You Got Your Game in my Game!

Even though I talk a good cerebral game about… games, I come to video games to play them; meaning the game that I put in the system or boot up. If I asked you what Red Dead Redemption was, you would probably say something like “Well, it’s a western themed open world or sandbox game wherein the player takes missions and completes them to progress the story.” This is wrong. Red Dead Redemption is a collection of many (mini?) games in which one is more prominent than the others.

As I traveled through the world of Red Dead Redemption, I found myself only doing missions about 50% of the time. The other times I found myself playing thirty minute games of Texas hold ‘em poker, blackjack, or even horseshoes. In addition to this puzzling situation, I also found myself thinking that these games that were not the ‘doing the missions’ stuff were not very well done. When I sat down for a thirty minute or forty five minute play session, I often ended up finishing one mission when I meant to complete three. The rest of the time was spent goofing off and sometimes getting frustrated about something that had nothing to do with the main game. So, I thought, why include them? Then, it raised another large question for me: if you put so many mini-games into a full product to supplement or pad the “real” part of the game, then how good is your real game?

This is a much more enjoyable way to play poker.

I will be the first person to admit that I am not a fan of Rockstar style games. What drew me to Red Dead Redemption were its aesthetic and my personal taste in movies. I have quit playing essentially after one third of the game because I found myself being distracted from a lackluster and repetitive main game by lackluster and repetitive mini-games. Now, before you start yelling at me, I’m also the same guy who played and, will readily say, enjoyed GTA5. One major difference between my experiences between these games is that in GTA5 I did not, that I can remember, even attempt any of the non-core parts of the game. I played straight through the missions and was so engaged and entertained that I felt no need to even try its other smaller games such as races or bowling or whatever. Perhaps, for argument’s sake, we can use this litmus to place GTA5 as a “better” game than Red Dead Redemption.

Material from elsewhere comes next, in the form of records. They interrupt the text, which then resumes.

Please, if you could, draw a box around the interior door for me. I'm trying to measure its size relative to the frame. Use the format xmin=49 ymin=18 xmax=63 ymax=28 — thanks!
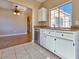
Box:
xmin=56 ymin=38 xmax=75 ymax=59
xmin=46 ymin=36 xmax=55 ymax=52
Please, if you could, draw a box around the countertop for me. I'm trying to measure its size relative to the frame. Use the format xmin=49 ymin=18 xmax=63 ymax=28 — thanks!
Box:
xmin=34 ymin=26 xmax=79 ymax=31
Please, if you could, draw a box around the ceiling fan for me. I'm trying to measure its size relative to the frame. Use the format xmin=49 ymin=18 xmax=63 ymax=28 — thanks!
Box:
xmin=12 ymin=4 xmax=27 ymax=15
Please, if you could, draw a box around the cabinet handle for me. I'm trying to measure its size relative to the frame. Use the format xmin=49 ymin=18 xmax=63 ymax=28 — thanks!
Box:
xmin=54 ymin=39 xmax=56 ymax=41
xmin=62 ymin=34 xmax=64 ymax=36
xmin=54 ymin=50 xmax=56 ymax=52
xmin=73 ymin=43 xmax=75 ymax=46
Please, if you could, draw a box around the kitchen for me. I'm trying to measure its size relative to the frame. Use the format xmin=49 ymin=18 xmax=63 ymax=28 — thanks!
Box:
xmin=2 ymin=0 xmax=79 ymax=59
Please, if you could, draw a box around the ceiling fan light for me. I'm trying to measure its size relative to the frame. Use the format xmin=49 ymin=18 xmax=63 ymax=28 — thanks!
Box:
xmin=17 ymin=13 xmax=20 ymax=15
xmin=13 ymin=12 xmax=17 ymax=15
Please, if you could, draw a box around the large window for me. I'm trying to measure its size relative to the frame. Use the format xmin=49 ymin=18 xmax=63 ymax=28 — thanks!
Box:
xmin=50 ymin=3 xmax=72 ymax=28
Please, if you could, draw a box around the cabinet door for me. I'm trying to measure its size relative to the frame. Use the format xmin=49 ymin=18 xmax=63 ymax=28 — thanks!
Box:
xmin=56 ymin=38 xmax=75 ymax=59
xmin=46 ymin=36 xmax=55 ymax=52
xmin=38 ymin=8 xmax=47 ymax=21
xmin=40 ymin=33 xmax=46 ymax=47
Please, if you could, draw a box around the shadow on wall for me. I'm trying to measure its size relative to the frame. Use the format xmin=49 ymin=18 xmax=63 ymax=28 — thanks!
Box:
xmin=0 ymin=9 xmax=27 ymax=35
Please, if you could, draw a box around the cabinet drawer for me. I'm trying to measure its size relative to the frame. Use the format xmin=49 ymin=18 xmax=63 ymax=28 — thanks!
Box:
xmin=56 ymin=31 xmax=62 ymax=38
xmin=61 ymin=33 xmax=75 ymax=40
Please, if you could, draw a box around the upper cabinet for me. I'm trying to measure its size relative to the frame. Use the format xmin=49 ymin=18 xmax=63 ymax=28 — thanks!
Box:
xmin=38 ymin=7 xmax=47 ymax=21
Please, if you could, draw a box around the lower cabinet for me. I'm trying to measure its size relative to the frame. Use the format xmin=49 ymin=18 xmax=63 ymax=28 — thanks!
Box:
xmin=46 ymin=36 xmax=55 ymax=52
xmin=40 ymin=33 xmax=47 ymax=47
xmin=56 ymin=38 xmax=75 ymax=59
xmin=40 ymin=29 xmax=76 ymax=59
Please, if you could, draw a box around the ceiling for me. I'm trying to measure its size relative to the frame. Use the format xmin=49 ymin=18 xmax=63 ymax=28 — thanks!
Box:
xmin=36 ymin=0 xmax=46 ymax=3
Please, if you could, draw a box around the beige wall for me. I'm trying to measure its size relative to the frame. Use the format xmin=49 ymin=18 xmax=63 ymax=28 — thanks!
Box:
xmin=0 ymin=8 xmax=27 ymax=35
xmin=43 ymin=0 xmax=69 ymax=9
xmin=72 ymin=0 xmax=79 ymax=27
xmin=8 ymin=0 xmax=40 ymax=25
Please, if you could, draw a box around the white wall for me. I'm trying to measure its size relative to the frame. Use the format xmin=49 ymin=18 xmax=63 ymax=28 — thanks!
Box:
xmin=0 ymin=8 xmax=27 ymax=35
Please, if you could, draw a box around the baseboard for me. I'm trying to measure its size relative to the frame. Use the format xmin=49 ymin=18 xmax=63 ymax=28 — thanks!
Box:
xmin=0 ymin=33 xmax=27 ymax=37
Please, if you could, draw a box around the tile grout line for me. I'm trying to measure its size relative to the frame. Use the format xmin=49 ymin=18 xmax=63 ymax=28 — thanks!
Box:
xmin=13 ymin=47 xmax=17 ymax=59
xmin=24 ymin=46 xmax=32 ymax=59
xmin=1 ymin=50 xmax=3 ymax=59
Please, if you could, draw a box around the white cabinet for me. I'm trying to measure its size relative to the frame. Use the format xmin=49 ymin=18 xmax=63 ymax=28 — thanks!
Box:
xmin=56 ymin=38 xmax=75 ymax=59
xmin=38 ymin=8 xmax=47 ymax=21
xmin=40 ymin=32 xmax=46 ymax=47
xmin=46 ymin=36 xmax=55 ymax=52
xmin=40 ymin=29 xmax=79 ymax=59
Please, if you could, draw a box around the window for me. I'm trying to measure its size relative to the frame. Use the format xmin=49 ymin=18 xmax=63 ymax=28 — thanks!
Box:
xmin=50 ymin=3 xmax=72 ymax=28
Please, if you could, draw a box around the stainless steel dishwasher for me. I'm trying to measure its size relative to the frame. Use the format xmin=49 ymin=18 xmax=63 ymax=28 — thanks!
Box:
xmin=34 ymin=28 xmax=40 ymax=45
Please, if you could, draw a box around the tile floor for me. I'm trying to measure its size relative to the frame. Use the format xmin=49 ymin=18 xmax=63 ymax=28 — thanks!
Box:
xmin=0 ymin=43 xmax=60 ymax=59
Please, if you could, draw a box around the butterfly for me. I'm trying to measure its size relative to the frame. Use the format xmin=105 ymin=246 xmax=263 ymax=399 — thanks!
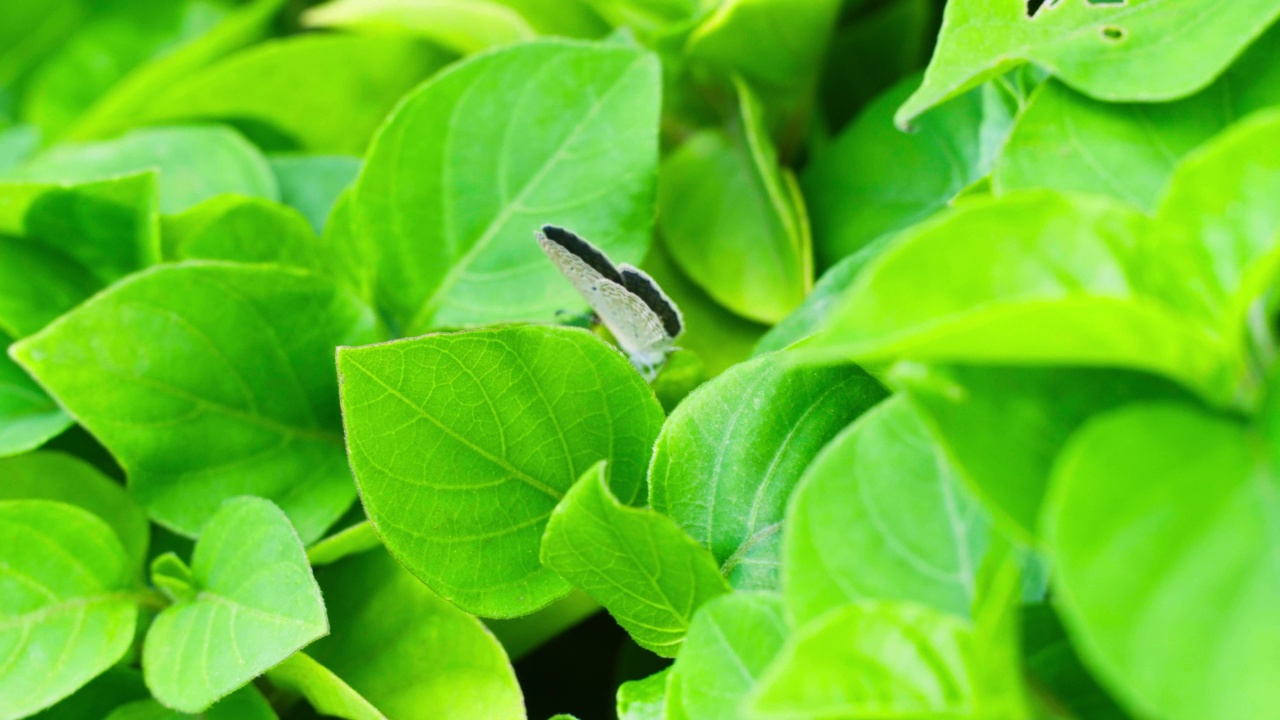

My reasoning is that I would have quit Red Dead Redemption long before I did if I had not been playing the mini-games throughout its world. While on the surface this seems good for the game, the reality is that these games are being used to distract me from the fact that the actual GAME is not all that great. Now I’m not sure if they were not included the main game would have turned out any better, but it does make me wonder about the possibilities. Also, I generally consider myself to be interested in the stories of games and not just the gameplay itself, but this has not always proven to be true. Going back to GTA5, the story was actually not very interesting; it was just a cavalcade of increasingly high powered bad people asking the characters to do worse things. But the variety of the gameplay in the core game missions pulled me through to the very end. Red Dead Redemption is solid in its “let’s go to this ranch and kill some outlaw” gameplay, but in my 15 hour experience I did not see it going anywhere else. This is the major difference.

Now, another argument may be that many games focus on one repeated type of experience and the exciting part is seeing yourself or the character improve as it progresses na nanee poo poo Mr. Backlog Killer. Wrong. In Red Dead Redemption, I found myself using the same tactics, same guns, and same movements in hour one as I was using in hour fifteen. It felt very cool at first, but simply killing fifteen rustlers in an encounter rather than the five I was faced with before with no feeling of growth was just useless. In games like Dark Souls, Mario, or, hell, even Asteroids, the player is faced with challenges that are meant to be severe roadblocks to be conquered. The player feels great after conquering them. In Red Dead Redemption the “power fantasy” seemed to only be played out by the game showing the player “Look, you killed 20 guys instead of 10 like last time! You’re doing great!” There is no challenge or even illusion of character or player progression.

Maybe I sound like an old fuddy duddy, but games were always meant to challenge me, at least to the point of having to put in more than minimal effort to get beyond a challenge. I’m veering dangerously close to the whole “Are games not hard enough anymore?” argument but maybe that is valid enough, too. What I am saying is that, in this situation, the main game was not interesting enough and is served by the mini-games which have no other purpose. If they did, then I would have played similar style mini-games in GTA5. I can buy Hoyle’s Mega-Casino at any Wal-Mart discount software rack and play poker or blackjack immediately in a much less cumbersome way than they are implemented in Red Dead. If I wanted to see a comedian or a movie or watch TV, I would do it on TV or YouTube, not in my game. I didn’t come to the game to do these things. I came to play the game. Please make that the reason that I am staying.